I've never understood the appeal of these "define struct-like-object" libraries (in any language; I've never understood using the standard library's "Struct" in Ruby). My preferred solution for addressing complexity is also to decompose the codebase into small, understandable, single-purpose objects, but so few of them end up being simple value objects like Point3D. Total ordering and value equality make sense for value objects but not much else, so it really doesn't improve understandability or maintenance that much. And concerns like validation I would never want to put in a library for object construction.

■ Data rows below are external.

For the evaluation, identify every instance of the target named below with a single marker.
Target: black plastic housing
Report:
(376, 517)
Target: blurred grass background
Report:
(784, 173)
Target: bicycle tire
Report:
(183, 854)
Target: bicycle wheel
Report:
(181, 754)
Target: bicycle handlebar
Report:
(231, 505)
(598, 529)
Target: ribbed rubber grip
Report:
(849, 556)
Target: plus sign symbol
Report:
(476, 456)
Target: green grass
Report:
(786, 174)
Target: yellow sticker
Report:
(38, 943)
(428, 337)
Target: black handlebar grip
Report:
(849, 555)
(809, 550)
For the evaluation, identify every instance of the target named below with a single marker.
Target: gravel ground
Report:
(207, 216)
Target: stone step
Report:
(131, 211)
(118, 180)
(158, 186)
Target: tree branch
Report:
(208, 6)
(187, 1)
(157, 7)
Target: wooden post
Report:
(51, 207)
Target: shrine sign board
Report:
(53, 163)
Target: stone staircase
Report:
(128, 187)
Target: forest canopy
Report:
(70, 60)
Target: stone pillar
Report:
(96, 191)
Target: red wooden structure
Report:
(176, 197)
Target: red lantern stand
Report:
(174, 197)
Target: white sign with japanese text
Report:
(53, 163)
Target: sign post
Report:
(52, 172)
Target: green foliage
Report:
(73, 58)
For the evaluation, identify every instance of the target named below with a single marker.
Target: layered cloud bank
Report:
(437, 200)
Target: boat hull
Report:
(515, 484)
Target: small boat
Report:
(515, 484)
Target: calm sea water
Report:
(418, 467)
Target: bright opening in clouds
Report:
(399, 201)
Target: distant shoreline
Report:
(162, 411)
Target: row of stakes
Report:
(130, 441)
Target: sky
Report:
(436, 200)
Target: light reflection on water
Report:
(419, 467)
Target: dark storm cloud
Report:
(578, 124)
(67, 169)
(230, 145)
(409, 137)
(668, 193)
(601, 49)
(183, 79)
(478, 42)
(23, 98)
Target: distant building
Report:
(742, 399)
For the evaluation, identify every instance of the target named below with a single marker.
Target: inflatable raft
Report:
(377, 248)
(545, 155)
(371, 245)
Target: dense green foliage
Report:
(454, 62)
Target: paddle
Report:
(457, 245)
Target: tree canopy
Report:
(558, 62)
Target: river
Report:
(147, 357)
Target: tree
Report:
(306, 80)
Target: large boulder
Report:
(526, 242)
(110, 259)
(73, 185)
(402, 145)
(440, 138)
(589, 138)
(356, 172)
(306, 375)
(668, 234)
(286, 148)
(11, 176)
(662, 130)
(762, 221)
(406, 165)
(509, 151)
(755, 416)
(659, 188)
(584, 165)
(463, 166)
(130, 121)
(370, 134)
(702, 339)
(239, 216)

In web forms where there are a limited subset of rules I always want to treat the same way, sure, but objects have much more complicated relationships with their dependencies that I don't see much value in validating them with libraries.
Overall, I really don't see the appeal. It makes the already simple cases simpler (was that Point3D implementation really that bad?) and does nothing for the more complicated cases which make up the majority of object relationships.
Ignore all of the validation aspects. In python, you have tuples, (x, y, z), then you have namedtuples and then attrs/dataclasses/pydantic-style shorthand classes.
These are useful even if only due to the "I can take the three related pieces of information I have and stick them next to each other". That is, if I have some object I'm modelling and it has more than a single attribute (a user with a name and age, or an event with a timestamp and message and optional error code), I have a nice way to model them.
Then, the important thing is that these are still classes, so you can start with
@dataclass
class User:
name: str
age: int
and have that evolve over time to
@dataclass
class User:
name: str
age: int
...
permissions: PermissionSet
@property
def location():
# send off an rpc, or query the database for some complex thing.
and since it's still just a class, it'll still work. It absolutely makes modelling the more complex cases easier too.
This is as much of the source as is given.